The Disappearance of the Spartan Fountain

The Disappearance of the Spartan Fountain

Carly Miller

“Welcome to Mountain View High School.” Said the guide.

The wide-eyed 8th grader peered out from the shadow of the tall freshman and glanced at the magnificent pile of dirt.

“Now don’t get too close… legend has it there are Things growing in there.” Whispered the powerful freshman. His shadow along with his friends’ shadows began to tremble. No amount of Ambassador visits or orientation days could prepare them for the mystery of The Fountain.

“How’d it disappear?” One brave 8th grader asked.

“I heard Superman got mad and smashed it.” Chirped a shadow.

“I heard someone stole it because they were upset it wasted so much water” piped another.

“No, no…the story is much more grand… and scarier. It all began with a slice of cheese pizza….” The gaggle of 8th graders leaned closer to hear the miraculous tale of how Mountain View High School built a fountain and then lost it.

The pizza cart was in its usual hustle and bustle when suddenly there was a scream from somewhere in the disfigured line leading down from the cart. A boy stood in the middle of the quad with his cheese pizza held high in the air.

“I HATE CHEESE!” He yelled, disatisfied that the cart had run out of more decadent choices. As kids rushed away from the manic sophomore one could spot the pizza slice making a perfect arc from his hand to the floor. Now, historians have disputed whether it was the boy who flung the pizza out of his hand, or if the pizza flew by itself. No one will ever know because no one ever saw the sophomore again. It is said that people like to look up at the sky on a dark, clear night and see his face on the moon.

        In a few weeks the Pizza Incident was forgotten along with the cheese pizza that decomposed into the cement of the quad…or did it. See, no one bothered to check because it was just an ordinary piece of cheese pizza. Perhaps if it actually had something spicier to offer the world, the scholars of Mountain View would have paid more attention to it.

        Things at Mountain View returned to their normal pace and soon admin announced plans for an original Spartan fountain. Naturally, the mood was cheery and even a ribbon was cut to signify the beginning of a new Spartan endeavor. Jack hammers broke the gilded surface of our school and construction was projected to take 3 months.

        Finally, after much anticipation, the fountain was to be placed on its throne. As fountains like dirt, it was surrounded by dirt.

        Admin decided it would be best to install the fountain at midnight to decrease the chance of defacement and other silly things teenagers do to express themselves or whatever.

        As we try to compete with the Athenians, our fountain had to be impressive. The Spartan Fountain required its own entourage. There was the crane crew in charge of air lifting the 100 foot fountain from its chambers, placing it on the dirt which the dirt crew made sure to smooth out and level to perfection, so that lastly the hair and makeup crew could make sure the fountain was all dolled up for its 15 minutes of fame.

        And 15 minutes was all it received. For after the crews and admin and other people who wander Mountain View High at night, packed up and left, the ground began to rumble. And then all at once, the beautiful fountain was gone.

        In the morning, photographers, news reporters, tv reporters, stood at disbelief at the spot where the missing fountain once sat, looking over its future kingdom.  There were frowns, there were tears, someone suggested digging through the dirt, but another condemned that suggestion as it would be a disgrace to the Fountain’s legacy.

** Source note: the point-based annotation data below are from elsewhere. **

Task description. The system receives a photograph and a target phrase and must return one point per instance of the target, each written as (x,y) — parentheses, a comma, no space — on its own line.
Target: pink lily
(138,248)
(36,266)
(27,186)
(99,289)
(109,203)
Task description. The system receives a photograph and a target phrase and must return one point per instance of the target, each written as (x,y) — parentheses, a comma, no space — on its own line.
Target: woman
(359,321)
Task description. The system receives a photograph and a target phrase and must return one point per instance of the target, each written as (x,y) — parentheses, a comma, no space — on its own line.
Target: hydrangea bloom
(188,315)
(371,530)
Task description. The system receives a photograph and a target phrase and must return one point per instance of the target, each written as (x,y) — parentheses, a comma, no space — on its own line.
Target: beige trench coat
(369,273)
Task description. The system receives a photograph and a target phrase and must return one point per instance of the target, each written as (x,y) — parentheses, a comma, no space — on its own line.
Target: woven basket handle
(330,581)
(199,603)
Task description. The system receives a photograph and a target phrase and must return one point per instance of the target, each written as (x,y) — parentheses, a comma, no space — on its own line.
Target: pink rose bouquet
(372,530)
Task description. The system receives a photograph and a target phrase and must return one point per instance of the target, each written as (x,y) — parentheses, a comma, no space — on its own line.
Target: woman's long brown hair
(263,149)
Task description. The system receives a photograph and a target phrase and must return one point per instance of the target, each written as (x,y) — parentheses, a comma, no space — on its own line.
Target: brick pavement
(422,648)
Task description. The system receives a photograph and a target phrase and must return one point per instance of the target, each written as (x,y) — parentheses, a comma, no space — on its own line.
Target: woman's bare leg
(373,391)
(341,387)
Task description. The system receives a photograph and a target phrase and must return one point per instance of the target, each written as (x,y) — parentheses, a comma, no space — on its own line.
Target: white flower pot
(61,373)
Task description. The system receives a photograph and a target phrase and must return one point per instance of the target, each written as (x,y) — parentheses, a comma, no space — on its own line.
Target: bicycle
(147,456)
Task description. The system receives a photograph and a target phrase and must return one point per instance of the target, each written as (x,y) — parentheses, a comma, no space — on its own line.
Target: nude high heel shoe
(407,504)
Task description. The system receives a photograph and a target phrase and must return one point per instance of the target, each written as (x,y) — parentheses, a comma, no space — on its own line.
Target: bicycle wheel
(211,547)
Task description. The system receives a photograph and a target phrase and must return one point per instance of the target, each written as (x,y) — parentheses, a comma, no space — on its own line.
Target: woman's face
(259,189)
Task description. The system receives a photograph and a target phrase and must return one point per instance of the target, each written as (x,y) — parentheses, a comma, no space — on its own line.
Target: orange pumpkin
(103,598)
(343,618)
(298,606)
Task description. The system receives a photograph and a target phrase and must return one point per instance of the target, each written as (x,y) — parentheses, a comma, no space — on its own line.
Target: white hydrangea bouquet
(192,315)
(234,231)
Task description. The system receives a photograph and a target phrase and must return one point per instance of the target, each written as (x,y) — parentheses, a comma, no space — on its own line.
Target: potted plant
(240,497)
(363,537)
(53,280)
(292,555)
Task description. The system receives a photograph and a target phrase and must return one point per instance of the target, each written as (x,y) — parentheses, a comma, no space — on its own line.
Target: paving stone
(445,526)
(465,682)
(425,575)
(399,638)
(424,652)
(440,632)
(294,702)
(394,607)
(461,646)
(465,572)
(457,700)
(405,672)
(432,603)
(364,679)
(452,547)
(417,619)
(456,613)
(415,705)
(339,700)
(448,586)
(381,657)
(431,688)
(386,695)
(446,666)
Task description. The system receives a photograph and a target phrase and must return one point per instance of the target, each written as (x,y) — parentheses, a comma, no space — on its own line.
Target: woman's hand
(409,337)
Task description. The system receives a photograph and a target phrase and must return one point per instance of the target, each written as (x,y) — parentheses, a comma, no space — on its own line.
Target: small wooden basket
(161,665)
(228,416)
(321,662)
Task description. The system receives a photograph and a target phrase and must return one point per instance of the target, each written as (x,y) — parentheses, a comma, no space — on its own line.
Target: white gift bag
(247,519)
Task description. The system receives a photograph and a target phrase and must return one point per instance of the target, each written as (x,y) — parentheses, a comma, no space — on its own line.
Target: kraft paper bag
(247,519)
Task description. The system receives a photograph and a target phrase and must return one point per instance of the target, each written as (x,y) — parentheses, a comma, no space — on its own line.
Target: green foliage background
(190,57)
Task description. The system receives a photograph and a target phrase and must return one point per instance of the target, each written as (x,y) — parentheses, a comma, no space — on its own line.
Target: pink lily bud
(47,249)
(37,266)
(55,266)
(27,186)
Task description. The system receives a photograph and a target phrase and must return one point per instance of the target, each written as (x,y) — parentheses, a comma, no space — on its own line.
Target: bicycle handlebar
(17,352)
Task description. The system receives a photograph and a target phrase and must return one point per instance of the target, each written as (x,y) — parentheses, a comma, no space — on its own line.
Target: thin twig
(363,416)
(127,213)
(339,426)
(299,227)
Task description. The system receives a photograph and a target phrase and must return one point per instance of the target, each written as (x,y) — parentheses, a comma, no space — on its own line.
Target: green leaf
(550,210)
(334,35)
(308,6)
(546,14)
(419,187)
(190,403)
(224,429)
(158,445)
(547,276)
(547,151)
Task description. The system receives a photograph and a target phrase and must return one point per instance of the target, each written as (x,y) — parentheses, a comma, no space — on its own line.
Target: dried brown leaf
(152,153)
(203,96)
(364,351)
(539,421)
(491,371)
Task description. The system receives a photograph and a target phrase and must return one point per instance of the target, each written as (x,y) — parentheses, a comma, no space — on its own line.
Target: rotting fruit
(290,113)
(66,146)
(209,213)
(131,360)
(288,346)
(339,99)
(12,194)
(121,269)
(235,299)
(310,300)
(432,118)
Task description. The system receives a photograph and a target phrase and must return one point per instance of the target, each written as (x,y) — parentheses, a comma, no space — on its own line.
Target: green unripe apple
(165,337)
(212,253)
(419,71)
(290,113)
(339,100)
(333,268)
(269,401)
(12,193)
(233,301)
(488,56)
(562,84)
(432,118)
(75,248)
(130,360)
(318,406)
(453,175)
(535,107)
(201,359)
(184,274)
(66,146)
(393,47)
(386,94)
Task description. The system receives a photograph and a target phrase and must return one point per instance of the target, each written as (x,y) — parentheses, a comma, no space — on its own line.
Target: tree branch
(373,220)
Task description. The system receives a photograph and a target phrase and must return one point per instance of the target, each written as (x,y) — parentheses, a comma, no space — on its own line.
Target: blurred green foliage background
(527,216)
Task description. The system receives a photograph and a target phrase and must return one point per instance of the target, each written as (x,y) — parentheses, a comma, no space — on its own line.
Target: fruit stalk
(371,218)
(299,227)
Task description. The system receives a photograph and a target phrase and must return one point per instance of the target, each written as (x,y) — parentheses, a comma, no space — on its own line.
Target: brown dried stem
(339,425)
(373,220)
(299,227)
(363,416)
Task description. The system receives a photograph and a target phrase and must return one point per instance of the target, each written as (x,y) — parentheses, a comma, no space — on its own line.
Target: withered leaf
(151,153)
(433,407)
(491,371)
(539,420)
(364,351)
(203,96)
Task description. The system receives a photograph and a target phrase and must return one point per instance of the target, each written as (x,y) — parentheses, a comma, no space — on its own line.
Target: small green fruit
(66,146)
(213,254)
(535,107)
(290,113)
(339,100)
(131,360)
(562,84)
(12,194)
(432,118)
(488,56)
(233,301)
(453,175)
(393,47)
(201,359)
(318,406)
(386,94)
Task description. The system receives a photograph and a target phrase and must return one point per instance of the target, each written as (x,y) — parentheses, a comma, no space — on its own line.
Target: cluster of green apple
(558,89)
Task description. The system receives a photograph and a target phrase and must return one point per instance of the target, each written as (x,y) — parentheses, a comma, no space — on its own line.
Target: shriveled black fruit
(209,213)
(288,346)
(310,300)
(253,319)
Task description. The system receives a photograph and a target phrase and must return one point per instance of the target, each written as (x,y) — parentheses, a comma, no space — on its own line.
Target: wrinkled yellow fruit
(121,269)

        Weeks rolled by and the pile of dirt, once so young and smooth, laid curled up in clumps, mourning its stolen fame,  and eventually just looked like a pile of dirt. Everyone missed the Spartan Fountain. Even if they didn’t see it, they believed in its beauty.

        One sunny February afternoon, as the pizza cart waited on impatient tummies, there was a rumble from the ground. The air smelled like cheese and students began thinking they were experiencing déjà vu. When the shaking stopped a piece of paper laid in the middle of the quad.  “I took the fountain. Just as you took my chance to be a pepperoni pizza.”

I guess that’s the way the world works. We take things because we want to be more than just cheese.